他没有拿她去世的家人开玩笑的意思。

伊荷眺望着不远处古堡里明亮的灯光,没有吭声。

父母去世多年,在一次次对外讲述生平时,她早就习惯别人或怜悯或同情或嘲讽的眼神和语气了,但在塞维这里是第一次。

她听得出塞维不是故意的,但她不想让他这么快就原谅自己的口误。

那样对他未免太宽容了。

第8章 一周目(八)

塞维等了会儿,没等到伊荷的回复,脾气也有点上来了。那么久没见面,一见面就吵架,是个人都受不了。但他还记得是自己理亏在前,把车夫赶下来,自己重新爬上去,帮她扯卡在车窗搭扣的裙摆。

伊荷往边上让了点,方便他动手,塞维以为她仍在赌气,语气有点冲:“别动!一会儿扯坏了算谁的?”

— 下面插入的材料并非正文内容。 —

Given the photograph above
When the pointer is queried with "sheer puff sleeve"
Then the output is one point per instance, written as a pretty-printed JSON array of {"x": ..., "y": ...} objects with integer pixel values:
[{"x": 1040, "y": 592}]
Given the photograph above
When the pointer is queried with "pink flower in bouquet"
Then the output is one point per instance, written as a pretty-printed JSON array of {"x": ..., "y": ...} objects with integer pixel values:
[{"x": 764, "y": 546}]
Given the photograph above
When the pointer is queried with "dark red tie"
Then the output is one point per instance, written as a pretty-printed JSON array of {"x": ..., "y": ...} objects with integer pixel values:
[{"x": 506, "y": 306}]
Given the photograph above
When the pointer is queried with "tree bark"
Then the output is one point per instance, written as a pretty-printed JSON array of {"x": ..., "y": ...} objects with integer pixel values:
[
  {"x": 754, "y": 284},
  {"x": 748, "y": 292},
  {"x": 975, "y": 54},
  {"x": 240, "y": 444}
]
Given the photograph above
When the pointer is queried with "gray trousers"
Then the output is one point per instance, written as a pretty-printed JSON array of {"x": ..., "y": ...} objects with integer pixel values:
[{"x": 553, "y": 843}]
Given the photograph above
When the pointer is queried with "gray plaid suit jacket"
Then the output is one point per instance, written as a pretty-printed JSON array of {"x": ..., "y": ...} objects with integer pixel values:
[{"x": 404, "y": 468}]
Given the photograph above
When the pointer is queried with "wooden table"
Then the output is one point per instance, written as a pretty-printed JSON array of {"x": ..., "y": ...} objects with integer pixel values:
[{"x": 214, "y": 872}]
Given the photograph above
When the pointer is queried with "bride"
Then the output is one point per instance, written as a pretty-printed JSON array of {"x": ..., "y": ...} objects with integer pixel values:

伊荷眼神迷惑地看了眼塞维,骑士教育把他脑子教没了?她要是想拒绝他的帮忙,这么宽的裙撑腰一扭就能将他撞飞出去。

塞维不知道伊荷的腹诽,他眯着眼在昏暗的壁灯光线下把缠住的丝线和装饰宝石解开,唇珠压住下唇抿成一个。八月末的夜里气温炎热,没一会儿他的鼻尖就冒出细细密密的汗珠。偏偏伊荷还在边上问,“还没好吗?”

塞维没好气:“要不你来试试?”

他皱着脸嘟囔,“……不知道上哪儿买的裙子,面料有够差劲,轻轻一拉就要拽破。这宝石也是,都是人家不要的便宜货。”害他都不敢用力。

喋喋不休的时候,刚重逢时身上那种拒人于千里之外的冷傲和清贵感顿时荡然无存,连同那头璀璨的金发也显得咄咄逼人起来。